A família Geraldi em
Três de Maio
O imigrante italiano, Marino
Geraldi, como se autodenominava, casado com Joaquina Filipina Wiebbiling, como
já detalhado, chegou ao hoje conhecido município de Três de Maio, no longínquo
ano de 1913. Podemos ter certeza dessa data, frente ao corpo de dados que
coletamos. Como já comentado na introdução deste trabalho, a família toda
sempre foi unânime em afirmar o ano da chegada do pioneiro.

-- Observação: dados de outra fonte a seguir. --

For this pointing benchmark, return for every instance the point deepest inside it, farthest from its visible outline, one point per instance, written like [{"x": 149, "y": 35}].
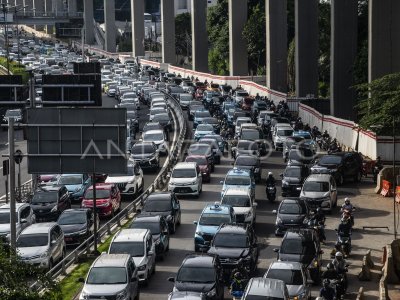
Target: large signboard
[
  {"x": 76, "y": 140},
  {"x": 71, "y": 90}
]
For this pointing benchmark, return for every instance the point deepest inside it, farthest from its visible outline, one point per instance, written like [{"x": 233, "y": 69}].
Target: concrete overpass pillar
[
  {"x": 88, "y": 19},
  {"x": 306, "y": 57},
  {"x": 199, "y": 36},
  {"x": 276, "y": 40},
  {"x": 238, "y": 61},
  {"x": 110, "y": 28},
  {"x": 168, "y": 30},
  {"x": 383, "y": 39},
  {"x": 137, "y": 8},
  {"x": 344, "y": 14}
]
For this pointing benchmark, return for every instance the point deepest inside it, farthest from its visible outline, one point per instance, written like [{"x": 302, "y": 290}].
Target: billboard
[
  {"x": 76, "y": 140},
  {"x": 71, "y": 90}
]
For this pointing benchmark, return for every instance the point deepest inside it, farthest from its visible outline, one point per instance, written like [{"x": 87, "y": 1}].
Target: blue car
[
  {"x": 76, "y": 185},
  {"x": 212, "y": 216},
  {"x": 239, "y": 178}
]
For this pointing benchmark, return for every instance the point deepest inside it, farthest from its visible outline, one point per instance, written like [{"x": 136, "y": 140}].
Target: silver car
[
  {"x": 111, "y": 276},
  {"x": 295, "y": 277}
]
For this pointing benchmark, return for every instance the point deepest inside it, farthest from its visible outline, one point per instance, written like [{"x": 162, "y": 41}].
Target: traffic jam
[{"x": 231, "y": 133}]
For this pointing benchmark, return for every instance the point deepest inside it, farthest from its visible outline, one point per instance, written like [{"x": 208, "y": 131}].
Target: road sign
[{"x": 76, "y": 140}]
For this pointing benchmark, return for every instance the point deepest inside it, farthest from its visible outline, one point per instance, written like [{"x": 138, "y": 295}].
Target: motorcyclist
[{"x": 327, "y": 292}]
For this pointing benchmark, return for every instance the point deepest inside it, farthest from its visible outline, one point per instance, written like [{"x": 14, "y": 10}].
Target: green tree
[
  {"x": 17, "y": 276},
  {"x": 380, "y": 103}
]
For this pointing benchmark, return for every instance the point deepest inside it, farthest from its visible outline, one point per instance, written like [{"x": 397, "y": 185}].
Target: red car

O neto de Marino Geraldi, Orlando
Giraldi Vanin, na então condição de Consultor-Geral do Estado do Rio Grande do
Sul, foi o orador oficial das comemorações do 7 de setembro de 1971 em Três de
Maio. Na página 2 de seu discurso[1], ele
comenta a chegada do avô ao município, dizendo que o registro que estava
fazendo, dando um testemunho fidedigno, poderia ensejar uma nova compreensão
sobre os primeiros povoadores do município.

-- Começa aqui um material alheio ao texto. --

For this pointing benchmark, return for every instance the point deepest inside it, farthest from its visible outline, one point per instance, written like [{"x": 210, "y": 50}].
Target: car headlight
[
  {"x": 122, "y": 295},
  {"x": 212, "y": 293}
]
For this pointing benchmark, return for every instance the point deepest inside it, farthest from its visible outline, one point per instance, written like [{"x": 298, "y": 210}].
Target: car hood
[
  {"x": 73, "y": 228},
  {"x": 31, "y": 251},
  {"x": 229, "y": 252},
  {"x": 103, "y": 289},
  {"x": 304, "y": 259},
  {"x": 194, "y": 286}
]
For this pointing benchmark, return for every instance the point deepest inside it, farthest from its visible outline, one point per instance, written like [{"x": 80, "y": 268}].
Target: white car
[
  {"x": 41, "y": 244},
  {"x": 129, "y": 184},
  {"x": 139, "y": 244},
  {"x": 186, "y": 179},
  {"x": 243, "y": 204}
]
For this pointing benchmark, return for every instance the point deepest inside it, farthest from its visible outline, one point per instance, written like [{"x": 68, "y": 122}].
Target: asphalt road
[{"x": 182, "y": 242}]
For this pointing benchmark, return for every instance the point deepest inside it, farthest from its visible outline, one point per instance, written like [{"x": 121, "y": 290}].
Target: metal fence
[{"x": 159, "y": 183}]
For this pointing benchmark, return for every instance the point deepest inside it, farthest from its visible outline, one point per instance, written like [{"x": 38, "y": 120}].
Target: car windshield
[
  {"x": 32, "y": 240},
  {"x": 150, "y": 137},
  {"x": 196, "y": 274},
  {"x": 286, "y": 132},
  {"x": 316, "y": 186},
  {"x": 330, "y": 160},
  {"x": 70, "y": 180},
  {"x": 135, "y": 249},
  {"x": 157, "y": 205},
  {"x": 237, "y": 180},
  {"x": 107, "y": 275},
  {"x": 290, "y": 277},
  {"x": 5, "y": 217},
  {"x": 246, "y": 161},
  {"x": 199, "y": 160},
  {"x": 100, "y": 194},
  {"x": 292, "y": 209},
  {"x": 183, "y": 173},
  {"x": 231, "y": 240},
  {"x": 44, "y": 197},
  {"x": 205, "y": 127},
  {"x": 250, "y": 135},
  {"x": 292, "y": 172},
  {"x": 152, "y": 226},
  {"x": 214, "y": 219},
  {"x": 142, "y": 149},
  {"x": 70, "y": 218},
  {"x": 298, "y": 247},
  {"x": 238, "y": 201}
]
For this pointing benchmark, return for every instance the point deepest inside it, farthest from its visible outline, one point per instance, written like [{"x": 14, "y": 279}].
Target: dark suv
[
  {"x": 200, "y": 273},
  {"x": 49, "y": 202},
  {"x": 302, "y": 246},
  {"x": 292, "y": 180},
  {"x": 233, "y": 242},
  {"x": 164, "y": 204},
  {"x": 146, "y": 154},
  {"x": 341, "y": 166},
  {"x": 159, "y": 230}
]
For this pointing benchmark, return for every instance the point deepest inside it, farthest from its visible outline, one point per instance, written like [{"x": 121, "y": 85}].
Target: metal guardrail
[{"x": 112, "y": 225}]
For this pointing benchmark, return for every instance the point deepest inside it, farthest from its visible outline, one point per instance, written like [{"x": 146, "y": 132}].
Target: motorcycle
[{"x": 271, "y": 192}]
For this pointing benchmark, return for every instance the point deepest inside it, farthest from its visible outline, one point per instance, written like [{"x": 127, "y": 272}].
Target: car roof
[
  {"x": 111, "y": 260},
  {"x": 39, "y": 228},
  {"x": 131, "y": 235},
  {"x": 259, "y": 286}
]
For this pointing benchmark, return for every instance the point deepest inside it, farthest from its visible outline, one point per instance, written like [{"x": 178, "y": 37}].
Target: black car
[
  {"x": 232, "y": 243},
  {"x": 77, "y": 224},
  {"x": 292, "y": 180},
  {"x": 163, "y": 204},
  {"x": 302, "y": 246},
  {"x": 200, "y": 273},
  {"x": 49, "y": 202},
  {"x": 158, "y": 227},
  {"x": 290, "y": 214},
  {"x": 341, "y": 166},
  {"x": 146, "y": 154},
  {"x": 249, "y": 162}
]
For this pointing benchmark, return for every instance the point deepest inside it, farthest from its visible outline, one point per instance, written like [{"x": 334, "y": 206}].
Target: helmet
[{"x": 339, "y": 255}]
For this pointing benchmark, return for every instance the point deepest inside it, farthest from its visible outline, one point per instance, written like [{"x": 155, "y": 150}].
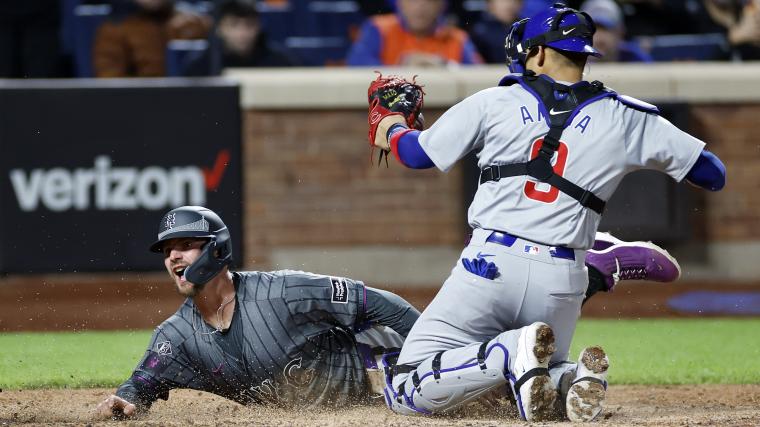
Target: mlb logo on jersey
[
  {"x": 164, "y": 348},
  {"x": 340, "y": 290}
]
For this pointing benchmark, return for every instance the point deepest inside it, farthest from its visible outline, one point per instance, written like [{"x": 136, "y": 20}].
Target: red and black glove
[{"x": 392, "y": 100}]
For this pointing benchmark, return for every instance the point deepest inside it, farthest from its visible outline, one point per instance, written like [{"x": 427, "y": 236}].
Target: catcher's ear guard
[
  {"x": 515, "y": 56},
  {"x": 215, "y": 255}
]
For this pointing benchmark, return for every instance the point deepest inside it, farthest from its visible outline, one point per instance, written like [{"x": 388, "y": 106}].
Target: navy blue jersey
[{"x": 291, "y": 342}]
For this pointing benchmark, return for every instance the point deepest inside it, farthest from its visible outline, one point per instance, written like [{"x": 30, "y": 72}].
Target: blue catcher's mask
[{"x": 558, "y": 27}]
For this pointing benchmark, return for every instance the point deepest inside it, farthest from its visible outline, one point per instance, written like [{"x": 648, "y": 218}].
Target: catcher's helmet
[
  {"x": 202, "y": 223},
  {"x": 558, "y": 27}
]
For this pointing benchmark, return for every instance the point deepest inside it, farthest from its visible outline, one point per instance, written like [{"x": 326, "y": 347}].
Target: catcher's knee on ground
[{"x": 449, "y": 379}]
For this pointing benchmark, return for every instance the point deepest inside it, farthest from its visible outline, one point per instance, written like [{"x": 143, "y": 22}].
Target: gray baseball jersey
[
  {"x": 464, "y": 342},
  {"x": 606, "y": 140},
  {"x": 291, "y": 341}
]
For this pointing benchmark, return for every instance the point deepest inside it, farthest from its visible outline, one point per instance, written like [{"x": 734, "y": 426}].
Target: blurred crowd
[{"x": 152, "y": 38}]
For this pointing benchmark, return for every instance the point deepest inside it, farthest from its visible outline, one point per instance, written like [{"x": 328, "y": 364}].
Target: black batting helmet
[{"x": 202, "y": 223}]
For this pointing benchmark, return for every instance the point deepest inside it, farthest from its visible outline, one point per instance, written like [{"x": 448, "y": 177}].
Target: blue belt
[{"x": 508, "y": 240}]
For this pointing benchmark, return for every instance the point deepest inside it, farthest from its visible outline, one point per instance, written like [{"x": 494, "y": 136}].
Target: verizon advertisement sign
[{"x": 88, "y": 171}]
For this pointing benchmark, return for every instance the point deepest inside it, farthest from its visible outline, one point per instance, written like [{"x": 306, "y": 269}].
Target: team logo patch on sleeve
[
  {"x": 340, "y": 290},
  {"x": 164, "y": 348}
]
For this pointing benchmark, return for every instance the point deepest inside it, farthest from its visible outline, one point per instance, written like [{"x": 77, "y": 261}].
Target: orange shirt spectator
[
  {"x": 136, "y": 47},
  {"x": 416, "y": 35}
]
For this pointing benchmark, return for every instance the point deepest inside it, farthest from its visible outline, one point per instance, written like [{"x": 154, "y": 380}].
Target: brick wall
[
  {"x": 308, "y": 182},
  {"x": 730, "y": 131}
]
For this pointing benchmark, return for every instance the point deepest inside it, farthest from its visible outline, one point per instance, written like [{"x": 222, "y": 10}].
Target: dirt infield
[{"x": 724, "y": 405}]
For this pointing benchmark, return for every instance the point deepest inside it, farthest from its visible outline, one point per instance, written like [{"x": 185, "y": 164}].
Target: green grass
[
  {"x": 66, "y": 359},
  {"x": 681, "y": 351}
]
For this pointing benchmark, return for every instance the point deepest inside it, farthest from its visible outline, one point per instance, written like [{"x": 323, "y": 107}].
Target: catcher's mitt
[{"x": 392, "y": 100}]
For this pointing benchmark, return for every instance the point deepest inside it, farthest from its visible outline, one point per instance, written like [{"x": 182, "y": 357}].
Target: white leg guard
[{"x": 449, "y": 379}]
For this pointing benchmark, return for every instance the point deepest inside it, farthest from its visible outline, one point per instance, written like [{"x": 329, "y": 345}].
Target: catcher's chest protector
[{"x": 559, "y": 103}]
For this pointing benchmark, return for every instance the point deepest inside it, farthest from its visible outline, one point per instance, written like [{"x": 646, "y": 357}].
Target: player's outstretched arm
[
  {"x": 115, "y": 407},
  {"x": 388, "y": 309},
  {"x": 708, "y": 172}
]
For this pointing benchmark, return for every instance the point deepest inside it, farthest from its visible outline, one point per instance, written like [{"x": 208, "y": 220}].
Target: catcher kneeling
[
  {"x": 286, "y": 338},
  {"x": 552, "y": 149}
]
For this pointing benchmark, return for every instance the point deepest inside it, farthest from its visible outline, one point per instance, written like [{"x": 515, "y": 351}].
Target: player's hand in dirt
[{"x": 116, "y": 408}]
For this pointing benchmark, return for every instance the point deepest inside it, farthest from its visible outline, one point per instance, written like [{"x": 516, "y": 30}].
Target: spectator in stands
[
  {"x": 29, "y": 43},
  {"x": 609, "y": 38},
  {"x": 416, "y": 35},
  {"x": 490, "y": 33},
  {"x": 742, "y": 24},
  {"x": 136, "y": 46},
  {"x": 239, "y": 42}
]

[…], posso trazer a figura venerável
do meu saudoso avô, que, nascido na Itália, veio para o Brasil, movido por
intenso espírito aventureiro, sozinho, sem a presença confortadora de outros
compatriotas. Mais tarde, com a família – que não era pequena –, e ele homem
com 40 anos de idade, ainda movido por este mesmo profundo sentimento de
ousadia que o animava […], já agora, arriscava perder o convívio de outros
homens mais habituados com a civilização, para cá veio[2],
estabelecendo-se, só, entre os primeiros habitantes desta região. Isto
aconteceu, senhores, no distante ano de 1913, quando varando matos, abriu
picadas para chegar até este ponto, adquirindo aqui as chamadas existências,
compreendidas de pequena roça e uma nada animadora choupana do único morador
das redondezas, […] José Bernardo[3]
(VANIN, 1971, p. 2).
O destino planejado pelo casal ao sair de Tubarão, em Santa
Catarina, onde vendera a propriedade, não era esta região. Ocorreu, porém, que
da venda da terra que tinham no local, eles receberam apenas uma parte do
valor, ficando o comprador no compromisso de logo lhes enviar o restante do
dinheiro para Cruz Alta, através do banco existente na época. Segundo o
combinado, o dinheiro já deveria estar no banco quando eles chegassem a Cruz
Alta, uma vez que passariam algum tempo na localidade de Não-Me-Toque, na casa
de conhecidos, demorando o suficiente para o envio do dinheiro, mas isso não
aconteceu, e o tempo foi passando.
Marino então escreveu uma carta para os parentes em Tubarão,
solicitando que contatassem a pessoa que lhe devia o saldo restante da venda das
terras, porém, naquela época, tudo demorava semanas e até mesmo meses. Marino
já havia até acertado a compra de terras em Pejuçara[4], na região
de Cruz Alta, com a família de Honorato Foletto[5].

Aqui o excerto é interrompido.